Factor of Urgency The Supreme Court also said that even expediency could not be invoked to dispense with the obtention of the warrant as in the case of Roldan vs. Arca, for example. Here it was held that vessels and aircraft are subject to warrantless searches and seizures for violation of the customs law because these vehicles may be quickly moved out of the locality or jurisdiction before the warrant can be secured. The present case presented no such urgency. From the conflicting declarations of the PC witnesses, it is clear that they had at least two days within which they could have obtained a warrant to search Aminnudin who was coming to ILOILO on the M/V Wilcon 9. His name was known. The vehicle was identified. The date of his arrival was certain. And from the information they had received, they could have persuaded a judge that there was probable cause, indeed, to justify the issuance of a warrant. Yet they did nothing. No effort was made to comply with the law. In other words, among the considerations in determining the validity of a warrantless arrest is whether or not there was an opportunity to obtain a search warrant.
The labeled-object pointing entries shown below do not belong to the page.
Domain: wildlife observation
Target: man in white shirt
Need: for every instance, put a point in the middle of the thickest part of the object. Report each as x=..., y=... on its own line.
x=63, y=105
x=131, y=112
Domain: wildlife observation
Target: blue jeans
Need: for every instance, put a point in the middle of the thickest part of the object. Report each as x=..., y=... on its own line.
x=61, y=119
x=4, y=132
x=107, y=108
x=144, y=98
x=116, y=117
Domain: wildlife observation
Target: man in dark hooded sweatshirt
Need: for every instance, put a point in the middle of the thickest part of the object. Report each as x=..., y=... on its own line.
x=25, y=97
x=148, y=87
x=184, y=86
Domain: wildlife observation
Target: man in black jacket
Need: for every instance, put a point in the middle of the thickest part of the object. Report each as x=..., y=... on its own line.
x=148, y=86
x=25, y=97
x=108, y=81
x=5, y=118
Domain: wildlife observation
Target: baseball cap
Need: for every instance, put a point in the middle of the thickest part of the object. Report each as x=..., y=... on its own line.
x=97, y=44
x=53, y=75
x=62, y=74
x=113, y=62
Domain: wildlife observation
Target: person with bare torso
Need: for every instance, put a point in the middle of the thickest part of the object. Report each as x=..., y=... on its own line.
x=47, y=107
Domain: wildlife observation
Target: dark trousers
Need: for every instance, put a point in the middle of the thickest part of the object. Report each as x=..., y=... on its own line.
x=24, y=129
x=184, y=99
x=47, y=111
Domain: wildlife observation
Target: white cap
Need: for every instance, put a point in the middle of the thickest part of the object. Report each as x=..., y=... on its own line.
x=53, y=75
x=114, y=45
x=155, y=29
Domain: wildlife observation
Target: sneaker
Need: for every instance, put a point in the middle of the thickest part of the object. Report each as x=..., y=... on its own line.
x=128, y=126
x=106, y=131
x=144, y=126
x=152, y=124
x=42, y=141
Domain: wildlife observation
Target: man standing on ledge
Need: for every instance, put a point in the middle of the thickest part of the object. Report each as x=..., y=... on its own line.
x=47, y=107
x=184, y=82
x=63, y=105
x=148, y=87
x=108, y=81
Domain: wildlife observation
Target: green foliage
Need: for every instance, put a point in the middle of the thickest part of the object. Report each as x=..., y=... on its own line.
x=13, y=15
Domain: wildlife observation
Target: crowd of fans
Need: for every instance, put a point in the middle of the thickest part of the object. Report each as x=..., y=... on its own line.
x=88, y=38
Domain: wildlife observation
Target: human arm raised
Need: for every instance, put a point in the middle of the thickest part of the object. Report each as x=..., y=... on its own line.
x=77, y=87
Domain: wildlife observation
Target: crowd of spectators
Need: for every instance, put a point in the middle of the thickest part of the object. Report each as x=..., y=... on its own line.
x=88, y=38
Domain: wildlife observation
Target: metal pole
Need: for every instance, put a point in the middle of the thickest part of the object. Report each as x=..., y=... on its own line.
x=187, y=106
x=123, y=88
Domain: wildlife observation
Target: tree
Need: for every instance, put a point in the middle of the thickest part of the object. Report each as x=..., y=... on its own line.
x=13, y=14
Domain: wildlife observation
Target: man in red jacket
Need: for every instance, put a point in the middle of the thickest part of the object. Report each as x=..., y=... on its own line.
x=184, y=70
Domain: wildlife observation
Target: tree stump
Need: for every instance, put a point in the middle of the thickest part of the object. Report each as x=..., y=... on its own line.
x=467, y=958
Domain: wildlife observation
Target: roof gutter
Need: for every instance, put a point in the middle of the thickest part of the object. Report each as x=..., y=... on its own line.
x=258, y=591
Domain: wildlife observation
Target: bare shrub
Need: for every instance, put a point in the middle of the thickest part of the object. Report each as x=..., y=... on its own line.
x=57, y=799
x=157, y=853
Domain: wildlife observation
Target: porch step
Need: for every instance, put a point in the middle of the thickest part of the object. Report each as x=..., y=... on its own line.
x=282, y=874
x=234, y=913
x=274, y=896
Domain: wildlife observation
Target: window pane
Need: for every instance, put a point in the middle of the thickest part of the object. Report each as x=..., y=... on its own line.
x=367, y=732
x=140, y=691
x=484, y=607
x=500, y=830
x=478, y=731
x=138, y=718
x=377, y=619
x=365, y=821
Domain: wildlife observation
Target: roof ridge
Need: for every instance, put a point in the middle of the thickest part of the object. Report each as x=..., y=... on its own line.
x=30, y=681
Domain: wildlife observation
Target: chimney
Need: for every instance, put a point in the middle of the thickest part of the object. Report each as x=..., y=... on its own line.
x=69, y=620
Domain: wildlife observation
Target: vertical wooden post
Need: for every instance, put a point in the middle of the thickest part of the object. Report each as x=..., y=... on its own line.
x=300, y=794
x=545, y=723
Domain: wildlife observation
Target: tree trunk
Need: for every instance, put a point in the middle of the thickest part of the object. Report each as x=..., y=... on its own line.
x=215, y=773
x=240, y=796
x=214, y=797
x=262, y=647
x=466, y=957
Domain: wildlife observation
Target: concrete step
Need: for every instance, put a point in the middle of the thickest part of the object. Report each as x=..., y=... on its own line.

People vs. Aminnudin, 163 SCRA 402 (1988) The PC officers had earlier received a tip from one of their informers that the accused was on board a vessel bound for Iloilo City and was carrying marijuana. He was identified by name. Acting on this tip, they waited for him in the evening of June 25,1984, and approached him as he descended from the gangplank after the informer had pointed to him. They detained him and inspected the bag he was carrying. It was found to contain 3 kilos of what were later analyzed as marijuana leaves by an NBI forensic examiner, who testified that she conducted microscopic, chemical and chromatographic tests on them. Is the arrest valid? Is the search proper? Held: Contrary to the averments of the government, the accused was not caught in flagrante nor was a crime about to be committed, or had just been committed to justify the warrantless arrest. What he was doing was descending the gangplank of the M/V Wilcon 9 and there was no outward indication that called for his arrest. To all appearances, he was like any of the other passengers innocently disembarking from the vessel. It was only when the informer pointed to him as the carrier of the marijuana that he suddenly became suspect and so subject to apprehension. It was the furtive finger that triggered his arrest. The identification by the informer was the probable cause as determined by the officers (and not a judge) that authorized them to pounce upon Aminnudin and immediately arrest him.

Compare such decision in cases where there is lack of opportunity to obtain a warrant of search.

People vs. Saycon, 263 SCRA 325 A warrantless arrest, search and seizure, based on information from a NARCOM agent that a suspected shabu courier was arriving at Dumaguete City on board a vessel and who was pointed to by another agent, was justified although the suspect was not perceptively committing a crime but like Aminnudin merely alighted from the vessel. The search and seizure was justified under the principle justifying the search of moving vehicles as there was no time to obtain a warrant. The Supreme Court observed: The record shows that the NARCOM officers were uncertain as to the precise date and time appellant would arrive from Manila; all they knew is that he would be taking a boat from Manila to Dumaguete on the morning of 8 July 1992. More specific details were received earlier on the morning that the appellant would be arriving the same morning. Clearly, the agents had to act quickly but there was not enough time to obtain a warrant of arrest or search warrant.

In determining the opportunity for obtaining warrants, not only the intervening time is controlling but also the nature of the information. In other words, the information must be sufficient also to justify the issuance of a search warrant.